My writing blossomed when I won several national awards while at the Tribune, which led me to accept invitations to give lectures. As my confidence grew I latched onto many opportunities.

Once my husband (who also was a writer) became the State’s Attorney of LaSalle County, based in Ottawa Illinois, I re-invented myself and started teaching journalism and advertising at a community college; opened up a public relations agency; became the first female president of the YMCA; first female chairman of the United Way; first public relations director of the Community Hospital of Ottawa; and was honored by Jaycees as one of top 10 Outstanding Young Persons in Illinois in 1979.

My biggest writing accomplishment happened when my memoir: Never Regret the Pain: Loving and Losing a Biipolar Spouse was published in 2006, and I received the Mate Palmer Award from Illinois Women Press Association the next year.  Writing this book was cathartic.

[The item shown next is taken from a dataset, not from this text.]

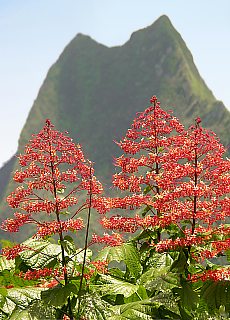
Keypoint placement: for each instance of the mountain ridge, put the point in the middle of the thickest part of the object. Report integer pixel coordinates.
(94, 91)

The second edition has letters from dozens of readers who say the book saved their lives. As a result, I got involved in helping those suffering with mental illness volunteering with DBSA, NAMI and other mental health organizations.



I write whenever I can, five, six hours a day—I am on the boards of several organizations and need to keep in touch with members and friends.



It has given me a full life.  It has made me a multi-dimensional person. It has helped me raise three children (all adults now) who speak several languages and are accomplished communicators.